Using Protobuf Descriptors for Schema Introspection: A Complete Guide

Protocol Buffers descriptors provide a runtime reflection API that enables programs to inspect message schemas, enumerate fields, and manipulate data dynamically without requiring access to the original .proto source files.

The protocolbuffers/protobuf repository implements a comprehensive descriptor system that embeds schema metadata directly into generated code. This system powers schema introspection capabilities ranging from simple field enumeration to constructing fully dynamic messages at runtime using the DescriptorPool and DynamicMessageFactory APIs.

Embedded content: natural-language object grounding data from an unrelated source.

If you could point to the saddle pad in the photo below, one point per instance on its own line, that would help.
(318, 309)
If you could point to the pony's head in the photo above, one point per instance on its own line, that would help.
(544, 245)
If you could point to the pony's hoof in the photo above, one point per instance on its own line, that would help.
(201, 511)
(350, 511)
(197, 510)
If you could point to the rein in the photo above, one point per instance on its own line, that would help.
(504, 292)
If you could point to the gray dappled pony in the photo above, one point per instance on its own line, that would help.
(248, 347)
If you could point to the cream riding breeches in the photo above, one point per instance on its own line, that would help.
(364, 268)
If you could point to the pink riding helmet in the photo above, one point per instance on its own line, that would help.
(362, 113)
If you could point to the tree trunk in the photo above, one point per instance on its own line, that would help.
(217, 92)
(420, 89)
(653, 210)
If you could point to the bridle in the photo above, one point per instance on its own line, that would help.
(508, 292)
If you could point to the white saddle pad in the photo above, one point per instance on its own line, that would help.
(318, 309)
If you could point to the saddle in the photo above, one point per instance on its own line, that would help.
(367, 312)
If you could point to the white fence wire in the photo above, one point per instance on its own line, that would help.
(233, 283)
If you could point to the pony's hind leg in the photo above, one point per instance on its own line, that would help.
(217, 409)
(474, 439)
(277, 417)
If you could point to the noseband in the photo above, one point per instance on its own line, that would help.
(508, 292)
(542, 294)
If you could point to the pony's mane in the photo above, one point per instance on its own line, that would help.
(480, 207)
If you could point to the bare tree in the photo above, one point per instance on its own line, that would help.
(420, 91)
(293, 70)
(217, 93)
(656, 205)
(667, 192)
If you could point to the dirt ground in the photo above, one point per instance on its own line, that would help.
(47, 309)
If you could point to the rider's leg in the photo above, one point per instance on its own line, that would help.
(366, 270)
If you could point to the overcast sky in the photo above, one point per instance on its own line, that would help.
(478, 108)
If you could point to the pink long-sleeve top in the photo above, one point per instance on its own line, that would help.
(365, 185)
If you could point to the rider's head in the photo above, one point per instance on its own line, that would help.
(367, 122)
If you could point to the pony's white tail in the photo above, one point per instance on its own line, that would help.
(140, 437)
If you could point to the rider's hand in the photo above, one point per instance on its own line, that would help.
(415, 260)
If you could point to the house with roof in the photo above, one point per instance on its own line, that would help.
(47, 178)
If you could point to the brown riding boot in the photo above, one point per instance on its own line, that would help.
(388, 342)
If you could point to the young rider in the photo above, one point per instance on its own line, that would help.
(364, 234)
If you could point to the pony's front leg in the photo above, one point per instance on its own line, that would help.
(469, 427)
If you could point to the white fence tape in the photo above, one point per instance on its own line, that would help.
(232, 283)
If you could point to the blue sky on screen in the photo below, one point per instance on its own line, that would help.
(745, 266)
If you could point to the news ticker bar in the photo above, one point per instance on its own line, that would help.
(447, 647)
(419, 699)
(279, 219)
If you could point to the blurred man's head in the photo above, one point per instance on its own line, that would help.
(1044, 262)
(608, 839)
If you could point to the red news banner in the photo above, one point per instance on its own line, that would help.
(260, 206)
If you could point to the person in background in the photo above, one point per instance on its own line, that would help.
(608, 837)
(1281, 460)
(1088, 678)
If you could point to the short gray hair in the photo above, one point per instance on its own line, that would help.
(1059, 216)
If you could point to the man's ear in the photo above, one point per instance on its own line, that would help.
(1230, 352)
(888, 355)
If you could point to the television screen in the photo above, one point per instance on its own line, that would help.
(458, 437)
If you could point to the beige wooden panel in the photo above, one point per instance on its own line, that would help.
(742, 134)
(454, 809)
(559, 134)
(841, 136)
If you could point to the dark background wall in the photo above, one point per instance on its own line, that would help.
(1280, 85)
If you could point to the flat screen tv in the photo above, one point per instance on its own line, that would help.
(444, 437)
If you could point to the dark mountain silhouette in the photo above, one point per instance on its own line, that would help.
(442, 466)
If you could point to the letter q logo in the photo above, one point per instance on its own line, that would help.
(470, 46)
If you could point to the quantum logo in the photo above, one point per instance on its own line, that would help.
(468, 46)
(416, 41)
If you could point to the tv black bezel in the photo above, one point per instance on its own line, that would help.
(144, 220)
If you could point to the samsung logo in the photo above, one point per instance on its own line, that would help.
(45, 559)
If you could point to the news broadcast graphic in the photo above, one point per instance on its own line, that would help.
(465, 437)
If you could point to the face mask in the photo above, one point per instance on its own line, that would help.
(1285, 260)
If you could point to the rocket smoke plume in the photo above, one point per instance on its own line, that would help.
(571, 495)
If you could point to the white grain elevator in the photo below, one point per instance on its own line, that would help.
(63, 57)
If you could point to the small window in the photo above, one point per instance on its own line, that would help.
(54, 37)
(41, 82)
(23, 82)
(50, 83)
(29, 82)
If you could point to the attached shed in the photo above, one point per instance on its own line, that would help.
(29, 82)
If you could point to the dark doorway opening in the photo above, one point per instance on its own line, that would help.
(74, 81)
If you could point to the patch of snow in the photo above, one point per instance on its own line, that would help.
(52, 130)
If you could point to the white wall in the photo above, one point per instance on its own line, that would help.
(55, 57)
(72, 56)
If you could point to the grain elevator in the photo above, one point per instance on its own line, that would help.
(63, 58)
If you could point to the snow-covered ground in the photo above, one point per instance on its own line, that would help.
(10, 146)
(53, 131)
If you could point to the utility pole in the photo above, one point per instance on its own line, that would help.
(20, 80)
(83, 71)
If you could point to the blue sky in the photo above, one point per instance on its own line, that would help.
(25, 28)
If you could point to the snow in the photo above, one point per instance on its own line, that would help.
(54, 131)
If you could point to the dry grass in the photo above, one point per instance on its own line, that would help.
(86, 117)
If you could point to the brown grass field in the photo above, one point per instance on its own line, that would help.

What Are Protobuf Descriptors?

Descriptors are runtime representations of Protocol Buffers schema definitions. When you compile a .proto file using protoc, the generated code includes binary metadata describing every message, field, enum, and service. This metadata registers automatically with a global DescriptorPool at program initialization via static initializers that call AddGeneratedFile (implemented in src/google/protobuf/descriptor.cc).

Unlike static code generation, descriptors allow applications to discover schema layouts dynamically. You can enumerate fields by number, inspect type information, check field labels (optional versus repeated), and construct new message instances whose types were unknown at compile time.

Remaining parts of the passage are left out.